It is perhaps the most important public health challenge today: how to influence the thousands of personal health decisions people make every day in ways that add up to big improvements in public health.

Like it or not, when it comes to health we humans respond to the personal over the professional. Personal fitness and other types of mobile health apps (such as Fitbit, RxMindMe, and Glucose Buddy) that help people take medications on time, eat better, and move more are growing in popularity and improving health. But, collectively, they could add up to so much more.

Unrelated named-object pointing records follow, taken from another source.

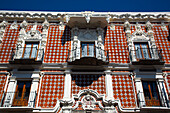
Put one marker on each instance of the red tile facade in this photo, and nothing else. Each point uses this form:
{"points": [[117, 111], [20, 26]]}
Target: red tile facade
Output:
{"points": [[52, 88], [161, 40], [94, 82], [2, 85], [123, 90], [9, 42], [115, 42], [58, 45]]}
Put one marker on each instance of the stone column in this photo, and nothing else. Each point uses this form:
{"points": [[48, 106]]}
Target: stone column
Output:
{"points": [[109, 88], [33, 92], [140, 93], [162, 92], [10, 92], [67, 86]]}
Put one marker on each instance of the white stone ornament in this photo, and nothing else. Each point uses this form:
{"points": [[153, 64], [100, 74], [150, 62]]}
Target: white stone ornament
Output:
{"points": [[88, 102], [24, 24], [112, 27], [14, 25], [61, 25]]}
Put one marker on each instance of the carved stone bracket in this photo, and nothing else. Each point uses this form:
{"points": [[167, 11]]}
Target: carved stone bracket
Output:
{"points": [[14, 25], [2, 29]]}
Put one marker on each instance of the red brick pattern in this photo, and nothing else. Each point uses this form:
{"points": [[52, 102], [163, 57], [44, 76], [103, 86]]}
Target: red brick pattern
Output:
{"points": [[123, 90], [162, 42], [58, 45], [2, 85], [52, 88], [94, 82], [168, 81], [9, 42], [115, 42]]}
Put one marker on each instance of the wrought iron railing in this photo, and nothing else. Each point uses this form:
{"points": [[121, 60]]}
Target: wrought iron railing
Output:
{"points": [[14, 99], [146, 101], [146, 54], [78, 53], [27, 53]]}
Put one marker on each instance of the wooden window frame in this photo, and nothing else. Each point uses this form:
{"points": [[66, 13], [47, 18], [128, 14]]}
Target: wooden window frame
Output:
{"points": [[23, 101], [140, 43], [151, 101], [94, 51], [32, 43]]}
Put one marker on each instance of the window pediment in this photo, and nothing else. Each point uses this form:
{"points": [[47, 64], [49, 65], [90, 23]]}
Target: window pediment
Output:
{"points": [[86, 34], [33, 35]]}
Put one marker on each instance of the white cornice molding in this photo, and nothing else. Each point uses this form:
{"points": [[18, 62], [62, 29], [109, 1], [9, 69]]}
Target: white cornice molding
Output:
{"points": [[61, 15]]}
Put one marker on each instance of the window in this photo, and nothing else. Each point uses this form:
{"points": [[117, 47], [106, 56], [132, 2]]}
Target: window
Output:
{"points": [[151, 93], [142, 51], [22, 93], [30, 50], [87, 49]]}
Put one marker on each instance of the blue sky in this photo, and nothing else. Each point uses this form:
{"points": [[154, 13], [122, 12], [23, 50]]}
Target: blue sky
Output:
{"points": [[86, 5]]}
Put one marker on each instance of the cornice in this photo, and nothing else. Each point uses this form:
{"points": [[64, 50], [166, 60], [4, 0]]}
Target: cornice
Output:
{"points": [[65, 16]]}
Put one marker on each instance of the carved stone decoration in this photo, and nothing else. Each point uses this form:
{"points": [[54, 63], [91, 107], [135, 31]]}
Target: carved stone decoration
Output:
{"points": [[24, 24], [2, 29], [74, 31], [87, 34], [88, 102], [61, 26], [127, 29], [33, 34], [108, 18], [45, 25], [14, 25], [164, 28], [67, 18], [112, 27], [149, 28]]}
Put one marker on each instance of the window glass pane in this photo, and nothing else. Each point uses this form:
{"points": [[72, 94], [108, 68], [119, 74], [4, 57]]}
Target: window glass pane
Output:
{"points": [[34, 50], [145, 50], [27, 51], [91, 50], [138, 51]]}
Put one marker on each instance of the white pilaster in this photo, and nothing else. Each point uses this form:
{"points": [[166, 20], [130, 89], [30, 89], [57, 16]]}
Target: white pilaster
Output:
{"points": [[162, 92], [109, 88], [10, 92], [67, 85], [140, 93], [33, 92]]}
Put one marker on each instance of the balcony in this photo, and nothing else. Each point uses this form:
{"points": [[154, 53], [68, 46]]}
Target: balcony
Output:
{"points": [[149, 102], [146, 56], [26, 55], [94, 56], [16, 99]]}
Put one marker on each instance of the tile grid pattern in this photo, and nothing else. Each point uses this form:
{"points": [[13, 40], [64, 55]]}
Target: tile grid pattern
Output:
{"points": [[2, 85], [9, 42], [94, 82], [52, 89], [162, 42], [123, 90], [58, 45], [116, 43]]}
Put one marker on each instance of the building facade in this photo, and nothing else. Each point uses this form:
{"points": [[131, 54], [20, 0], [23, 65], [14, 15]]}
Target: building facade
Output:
{"points": [[84, 62]]}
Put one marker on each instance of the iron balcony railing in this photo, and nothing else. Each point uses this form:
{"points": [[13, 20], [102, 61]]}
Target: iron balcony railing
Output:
{"points": [[146, 54], [151, 102], [78, 53], [16, 99], [27, 53]]}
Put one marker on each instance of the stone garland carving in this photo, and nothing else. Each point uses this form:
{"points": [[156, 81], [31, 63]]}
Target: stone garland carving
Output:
{"points": [[2, 29], [14, 25], [88, 102]]}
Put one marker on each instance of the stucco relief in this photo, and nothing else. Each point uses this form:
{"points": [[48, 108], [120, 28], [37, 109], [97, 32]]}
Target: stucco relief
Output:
{"points": [[87, 35]]}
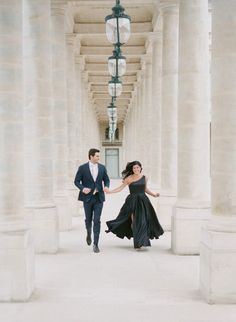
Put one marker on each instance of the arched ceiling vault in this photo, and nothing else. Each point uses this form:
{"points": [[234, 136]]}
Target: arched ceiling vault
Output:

This is what gets us so excited about the potential of data and technology to shift the public consciousness toward “all for one and one for all” thinking. Here are five ways data and technology will combine to improve health at the personal and public levels:

1. Data reveals new insights and connections.

Patient records, outcomes data, and analytics allow community health care workers to identify patterns in data that reveal important insights and connections. In a fascinating TEDMED talk, Director of the Institute for Health Metrics and Evaluation (IHME) Dr. Christopher Murray shows how a new health data tool reveals startling patterns in global health data. By drilling down through more than a billion results, Murray delivers insights such as this: 80 percent of premature deaths in China in the last decade were due to heart disease, cancer, or mental disorders. In the United States, Murray shows that the top risk factors connected to the most prevalent diseases in the United States are (in priority order): diet, smoking, obesity, high blood pressure, high blood sugar, level of physical activity, and alcohol. He suggests that these data offer lessons for China and other nations about the origins of disease and how to avert them.

2. Data joins public and personal.

Murray also raises an important question: How do health systems move from giving care to individuals to transforming health for entire populations? The answer is that we do both, but we do them smarter by coordinating around lessons and insights uncovered in health data. We can effectively address some of the nation’s most intractable population health challenges—depression, addiction, obesity and the wave of conditions that come with it, diabetes, heart disease, and more—when we make them personally relevant to individuals, as well as actionable.

Predictive analytics allow the use of electronic health records and other data sources to consistently and efficiently:

  • Target areas with environmental factors such as low air quality and food deserts that predict vulnerability to specific conditions
  • Raise awareness among people with risk factors about how to avert health problems before they start
  • Reach out to people due for check-ups and tests with condition-specific information

3. Data allows greater risks.

The ability to see correlations and trend lines of progress and decline more clearly helps marshal the kind of courage we need to tackle big problems with big money. Consider the Laura and John Arnold Foundation’s Manhattan Project to fight obesity. The Manhattan Project is a $26 million nutrition study expected to dramatically improve knowledge of what kinds of initiatives work and don’t work to reduce obesity—an effort that currently relies on research that is either inconclusive or flawed.

4. Data deploy care in underserved areas.

Businessweek recently profiled the findings of an 18-month e-health pilot project in one of the poorest parts of Rio de Janeiro. Using a mix of mobile diagnostic equipment, health care teams—assigned to mostly elderly patients who have a host of chronic conditions and live on steep, winding streets that frequently make travel to health facilities difficult—were able to make diagnoses earlier and respond to patients’ needs faster.

The project saved the state-funded public health care system hundreds of thousands of dollars while improving access to health care in an underserved urban community.

5. We can “donate” data for personal and public good.

A new University of California at San Francisco website,, encourages people to share their personal health data to help improve diagnosis and customization of treatments based on personal genetics; the site also includes a feedback loop to monitor effectiveness.

Another example is the I-SPY 2 TRIAL for women who have newly diagnosed, advanced breast cancer; the program tests whether adding experimental drugs to a standard treatment regimen improves outcomes. The trial uses information from participants to help decide treatment for future women who join the trial. The “pay it forward” approach helps doctors more quickly identify which investigational drugs will be most beneficial for women with certain tumor characteristics.

These five trends are encouraging, but we need to continue to set more data free—all while protecting privacy and improving interoperability. Earlier this month, the US Department of Health and Human Services (HHS) announced that it will make more data available for researchers and technology developers. In addition, the Robert Wood Johnson Foundation launched Health Data Exploration, an initiative aimed at convincing companies that make tracking devices, connected health devices, and fitness apps to make the data their devices collect available for research purposes.

We’re living in exciting, disruptive times that could lead us to more affordable, effective care, while getting more people than ever engaged in improving their own health and the health of their neighbors.